Laura es madre biológica de Juan Osvaldo (18) y Juan Pedro (15), y mamá del corazón de Juan Javier (29) y Emilia (27). “Somos pioneros en esto de las familias pegoteadas desde hace muchos años” cuenta feliz: “festejamos con fuerza el Día de la Familia, más que el de la Madre, porque estamos orgullosos de la que formamos. Desde chiquitos Javi y Emi me agasajan a mí el lunes posterior al Día de la Madre... ese es nuestro ‘Día de las Mamolinas’”.
“Creo que todos en la familia son músicos porque lo sienten. Puede haber algo genético o que se mama en la casa, pero también tenés que tener la capacidad de hacerlo. Los chicos tienen una inclinación natural por la música, pero también son muy talentosos algunos, y muy constantes otros. Y eso los hace buenos músicos”, sentencia orgullosa la mamá.

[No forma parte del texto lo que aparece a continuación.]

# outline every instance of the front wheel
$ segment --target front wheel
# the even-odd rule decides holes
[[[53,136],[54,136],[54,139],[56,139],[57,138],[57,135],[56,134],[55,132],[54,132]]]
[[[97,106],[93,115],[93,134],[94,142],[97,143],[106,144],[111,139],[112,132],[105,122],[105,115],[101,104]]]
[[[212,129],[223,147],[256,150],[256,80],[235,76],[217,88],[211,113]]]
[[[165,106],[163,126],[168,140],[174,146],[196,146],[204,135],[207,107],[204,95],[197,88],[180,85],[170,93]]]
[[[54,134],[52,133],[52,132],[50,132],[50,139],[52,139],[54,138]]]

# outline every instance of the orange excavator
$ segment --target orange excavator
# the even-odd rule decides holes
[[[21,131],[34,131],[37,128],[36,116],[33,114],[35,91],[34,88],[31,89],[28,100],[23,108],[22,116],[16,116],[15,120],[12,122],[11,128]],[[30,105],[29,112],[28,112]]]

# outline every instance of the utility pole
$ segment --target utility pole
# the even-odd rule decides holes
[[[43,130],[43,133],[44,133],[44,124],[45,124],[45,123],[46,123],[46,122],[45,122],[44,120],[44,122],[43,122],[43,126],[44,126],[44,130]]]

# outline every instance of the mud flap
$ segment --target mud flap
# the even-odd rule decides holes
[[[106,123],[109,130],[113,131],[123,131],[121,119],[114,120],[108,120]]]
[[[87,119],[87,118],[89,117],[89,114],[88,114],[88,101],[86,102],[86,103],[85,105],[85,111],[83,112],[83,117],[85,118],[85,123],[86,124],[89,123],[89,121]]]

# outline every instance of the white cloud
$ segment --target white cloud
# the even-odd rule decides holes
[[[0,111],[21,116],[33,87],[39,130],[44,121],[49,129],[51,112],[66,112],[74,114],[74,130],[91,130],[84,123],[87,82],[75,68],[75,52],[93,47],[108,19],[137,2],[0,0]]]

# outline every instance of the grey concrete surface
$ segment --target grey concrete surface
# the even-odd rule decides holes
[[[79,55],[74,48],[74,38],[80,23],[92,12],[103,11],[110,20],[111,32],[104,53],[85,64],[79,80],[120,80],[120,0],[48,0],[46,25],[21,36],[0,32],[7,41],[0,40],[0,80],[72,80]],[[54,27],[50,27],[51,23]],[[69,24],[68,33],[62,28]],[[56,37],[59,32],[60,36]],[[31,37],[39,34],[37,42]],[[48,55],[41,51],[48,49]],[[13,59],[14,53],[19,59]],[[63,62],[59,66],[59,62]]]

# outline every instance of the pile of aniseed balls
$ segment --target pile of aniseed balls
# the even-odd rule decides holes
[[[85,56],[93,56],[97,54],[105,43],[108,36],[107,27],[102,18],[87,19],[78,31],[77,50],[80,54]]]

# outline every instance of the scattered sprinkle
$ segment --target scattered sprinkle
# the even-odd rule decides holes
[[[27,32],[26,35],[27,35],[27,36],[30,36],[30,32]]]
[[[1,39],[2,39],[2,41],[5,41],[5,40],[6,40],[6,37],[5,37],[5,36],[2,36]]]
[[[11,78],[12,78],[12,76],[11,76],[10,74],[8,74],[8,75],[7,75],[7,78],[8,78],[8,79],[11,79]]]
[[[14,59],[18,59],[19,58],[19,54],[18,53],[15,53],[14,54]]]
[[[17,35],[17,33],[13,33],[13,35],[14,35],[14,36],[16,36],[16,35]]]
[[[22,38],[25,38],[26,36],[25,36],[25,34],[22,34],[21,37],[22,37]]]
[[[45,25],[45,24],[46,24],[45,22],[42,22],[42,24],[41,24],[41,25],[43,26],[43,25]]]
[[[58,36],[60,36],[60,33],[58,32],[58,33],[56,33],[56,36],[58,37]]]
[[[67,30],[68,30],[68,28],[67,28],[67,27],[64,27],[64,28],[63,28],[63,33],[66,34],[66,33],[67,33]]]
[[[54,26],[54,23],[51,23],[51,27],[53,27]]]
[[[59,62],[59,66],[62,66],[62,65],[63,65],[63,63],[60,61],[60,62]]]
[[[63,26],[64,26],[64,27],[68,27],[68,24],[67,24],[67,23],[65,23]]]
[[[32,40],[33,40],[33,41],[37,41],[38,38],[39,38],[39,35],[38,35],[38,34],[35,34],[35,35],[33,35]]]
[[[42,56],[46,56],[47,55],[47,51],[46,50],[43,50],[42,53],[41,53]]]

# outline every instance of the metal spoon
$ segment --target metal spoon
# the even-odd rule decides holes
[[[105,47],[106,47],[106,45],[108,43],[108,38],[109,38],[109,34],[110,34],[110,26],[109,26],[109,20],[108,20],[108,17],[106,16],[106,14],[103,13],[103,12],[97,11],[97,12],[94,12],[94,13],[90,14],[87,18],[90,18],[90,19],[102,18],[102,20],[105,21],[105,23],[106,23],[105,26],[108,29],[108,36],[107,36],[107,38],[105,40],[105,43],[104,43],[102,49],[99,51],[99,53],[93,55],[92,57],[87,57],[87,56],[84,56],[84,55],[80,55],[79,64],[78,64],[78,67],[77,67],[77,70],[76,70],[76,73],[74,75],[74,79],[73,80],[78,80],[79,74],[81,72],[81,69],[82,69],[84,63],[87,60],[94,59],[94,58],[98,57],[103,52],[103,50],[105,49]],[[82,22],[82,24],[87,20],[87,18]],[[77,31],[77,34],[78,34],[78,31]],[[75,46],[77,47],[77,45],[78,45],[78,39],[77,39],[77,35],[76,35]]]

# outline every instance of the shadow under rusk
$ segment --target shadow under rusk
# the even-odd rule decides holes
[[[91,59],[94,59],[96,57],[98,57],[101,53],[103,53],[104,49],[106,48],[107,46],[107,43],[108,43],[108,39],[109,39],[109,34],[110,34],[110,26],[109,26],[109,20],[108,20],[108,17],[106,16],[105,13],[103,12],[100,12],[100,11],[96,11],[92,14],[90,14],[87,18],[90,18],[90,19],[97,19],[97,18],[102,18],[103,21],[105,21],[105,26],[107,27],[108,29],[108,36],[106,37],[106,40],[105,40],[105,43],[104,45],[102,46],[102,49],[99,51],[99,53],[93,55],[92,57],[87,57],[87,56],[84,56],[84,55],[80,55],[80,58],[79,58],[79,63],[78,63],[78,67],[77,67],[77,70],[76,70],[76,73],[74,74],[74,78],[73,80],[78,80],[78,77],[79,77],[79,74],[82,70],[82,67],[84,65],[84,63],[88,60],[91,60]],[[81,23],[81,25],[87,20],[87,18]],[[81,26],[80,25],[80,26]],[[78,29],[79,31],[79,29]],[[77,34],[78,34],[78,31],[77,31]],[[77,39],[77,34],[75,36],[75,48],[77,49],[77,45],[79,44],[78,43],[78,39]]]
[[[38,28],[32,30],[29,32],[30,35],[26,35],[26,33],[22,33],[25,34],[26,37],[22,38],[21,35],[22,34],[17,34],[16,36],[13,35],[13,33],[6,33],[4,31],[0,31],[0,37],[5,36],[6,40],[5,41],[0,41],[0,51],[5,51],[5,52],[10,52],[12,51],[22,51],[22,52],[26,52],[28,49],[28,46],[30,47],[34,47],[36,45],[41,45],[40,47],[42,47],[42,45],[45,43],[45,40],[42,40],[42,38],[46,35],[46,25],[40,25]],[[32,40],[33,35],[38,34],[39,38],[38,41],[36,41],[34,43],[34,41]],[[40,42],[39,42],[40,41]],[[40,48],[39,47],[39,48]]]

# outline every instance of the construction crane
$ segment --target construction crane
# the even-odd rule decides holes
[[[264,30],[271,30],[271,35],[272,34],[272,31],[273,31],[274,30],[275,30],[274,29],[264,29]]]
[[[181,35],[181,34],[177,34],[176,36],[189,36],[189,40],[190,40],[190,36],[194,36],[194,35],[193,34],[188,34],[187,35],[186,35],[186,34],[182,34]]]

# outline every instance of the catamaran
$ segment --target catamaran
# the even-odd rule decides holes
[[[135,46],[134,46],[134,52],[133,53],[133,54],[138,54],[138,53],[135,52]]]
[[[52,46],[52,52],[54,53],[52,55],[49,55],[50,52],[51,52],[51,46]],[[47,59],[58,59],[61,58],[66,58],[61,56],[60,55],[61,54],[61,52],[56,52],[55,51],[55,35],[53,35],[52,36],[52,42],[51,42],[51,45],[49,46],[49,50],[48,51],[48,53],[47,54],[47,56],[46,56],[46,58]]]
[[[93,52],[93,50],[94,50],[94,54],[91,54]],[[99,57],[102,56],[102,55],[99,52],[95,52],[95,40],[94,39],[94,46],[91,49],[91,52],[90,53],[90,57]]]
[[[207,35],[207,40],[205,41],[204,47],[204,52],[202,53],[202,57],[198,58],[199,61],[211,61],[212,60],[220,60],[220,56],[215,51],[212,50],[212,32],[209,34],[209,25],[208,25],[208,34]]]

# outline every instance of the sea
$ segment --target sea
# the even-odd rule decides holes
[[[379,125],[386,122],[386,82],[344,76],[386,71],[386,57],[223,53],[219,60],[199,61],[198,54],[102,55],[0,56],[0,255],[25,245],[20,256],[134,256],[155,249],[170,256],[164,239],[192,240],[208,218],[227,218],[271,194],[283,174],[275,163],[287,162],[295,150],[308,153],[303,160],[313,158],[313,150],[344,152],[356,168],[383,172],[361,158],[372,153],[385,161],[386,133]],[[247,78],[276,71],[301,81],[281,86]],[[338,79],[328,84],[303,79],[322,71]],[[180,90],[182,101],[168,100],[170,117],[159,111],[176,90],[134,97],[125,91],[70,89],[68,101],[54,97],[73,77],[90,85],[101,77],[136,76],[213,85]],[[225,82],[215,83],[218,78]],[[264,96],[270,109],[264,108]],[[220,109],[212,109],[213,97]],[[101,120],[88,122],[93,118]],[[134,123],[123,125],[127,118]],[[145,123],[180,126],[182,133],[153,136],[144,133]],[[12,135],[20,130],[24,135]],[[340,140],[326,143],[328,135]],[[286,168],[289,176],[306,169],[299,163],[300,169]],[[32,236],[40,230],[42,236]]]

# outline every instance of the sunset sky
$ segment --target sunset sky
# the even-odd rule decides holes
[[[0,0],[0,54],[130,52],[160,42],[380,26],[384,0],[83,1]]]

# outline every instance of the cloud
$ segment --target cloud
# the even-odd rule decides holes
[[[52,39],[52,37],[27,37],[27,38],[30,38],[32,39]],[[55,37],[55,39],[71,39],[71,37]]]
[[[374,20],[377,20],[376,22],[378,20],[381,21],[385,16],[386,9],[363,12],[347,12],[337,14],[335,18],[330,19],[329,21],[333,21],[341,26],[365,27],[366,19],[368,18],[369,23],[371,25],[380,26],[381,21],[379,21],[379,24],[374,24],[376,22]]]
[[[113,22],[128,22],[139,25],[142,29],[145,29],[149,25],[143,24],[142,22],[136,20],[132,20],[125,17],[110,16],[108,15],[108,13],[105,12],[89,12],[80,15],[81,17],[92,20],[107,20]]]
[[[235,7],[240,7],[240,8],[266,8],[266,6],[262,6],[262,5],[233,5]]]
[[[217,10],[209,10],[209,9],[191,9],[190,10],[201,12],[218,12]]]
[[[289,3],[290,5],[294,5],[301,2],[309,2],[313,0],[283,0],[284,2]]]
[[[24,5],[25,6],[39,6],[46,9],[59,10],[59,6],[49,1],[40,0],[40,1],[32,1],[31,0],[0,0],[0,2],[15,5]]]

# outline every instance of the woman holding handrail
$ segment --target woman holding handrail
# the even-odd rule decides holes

“Vos querés que tus hijos se dediquen a lo que quieran, obviamente. Pero para mí, compartir la música con ellos es algo muy especial. Un premio que me dio la vida es también haber podido ver a los más chicos actuar en China, luego de ganar unos Torneos Bonaerenses, hace dos años. Ver a los chicos tocar una chacarea del otro lado del mundo... subirme al escenario con ellos, compartir la música... es sin duda algo mágico”, resume Laura.